Friday, October 20, 2006

9. Setting the Terms of Your Success

So if fame and fortune are not what you should be aiming for, what’s left? How do you know when you’ve “made it”? First of all, there is no such destination. You work as hard as you can for as long as you can and then you die. When you go, you hope that you can look back and be proud of what you achieved: a full life, a happy family, a peaceful home and a long list of artistic accomplishments.

It sounds sappy (and a bit maudlin), but that’s all there is to it. You do not always get to a certain point and then automatically receive a lifetime achievement award for participation. At some point, you have to sit down and make some decisions about what your goals are in life. At some point, you have to ask yourself a very difficult question: How do you measure success?

Money is an easy answer, as is an arbitrary number of awards. Personally, my criteria for success is very simple: the day that I see someone on the subway reading one of my books, I will count myself a success. It’s very simplistic, but it serves my humble purposes, which is exactly the point.

And when I have reached that milestone, what next? Well, I’ll set another one, equally ambitious and outré. But that’s me. I have a wife, a home, a job I love, family, friends and I’m almost debt free. I’m actually idealistic enough to believe that the best rewards in life are those that cannot be put in a suitcase and moved from home to home. Besides, I’ve always been a sucker for a good story and I still believe that the best stories are more valuable than gold.

But I also recognize that what motivates me is not what motivates everyone else. So you have to make a decision about what will make you happy. Chances are you’ve never actually thought very closely about that question, even though it is the most important question that you can ask yourself. What do you want? What will make you happy?

Up until now, everything I’ve written has been predicated on the idea that art was the most important thing in your universe; the thing that kept you awake at night and kept you occupied during boring meetings at work. But there comes a time when art for art’s sake is not enough. You will want to know that what you made touched someone, made a difference in someone’s life – that what you did meant as much to someone else as the artist you most admire did to you.
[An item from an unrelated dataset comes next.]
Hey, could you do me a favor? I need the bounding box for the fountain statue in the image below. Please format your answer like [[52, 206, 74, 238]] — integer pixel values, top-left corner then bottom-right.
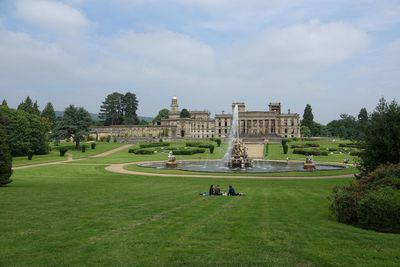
[[228, 138, 251, 168], [303, 155, 315, 171], [224, 105, 251, 168], [165, 151, 178, 168]]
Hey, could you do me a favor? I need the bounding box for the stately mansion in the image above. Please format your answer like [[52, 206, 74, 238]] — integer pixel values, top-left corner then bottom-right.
[[92, 97, 300, 140]]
So start there. Find out how to get in touch with that artist (or series of artists) who influenced you and start sending them copies of your work. Don’t ask them to promote you, just tell them that they meant a lot to you and this is what you’ve done on your own. If you are sincere in your approach, you might actually get a good response. (You might not. If you haven’t learned by now to plan for the worst, you haven’t been paying attention.)

At any rate, you are responsible for your own peace of mind and setting the terms for your own success. Don’t let anyone else tell you what makes you successful – it is always possible that they are projecting their own goals onto your career (such as it is) and one size does not fit all. Especially not among writers.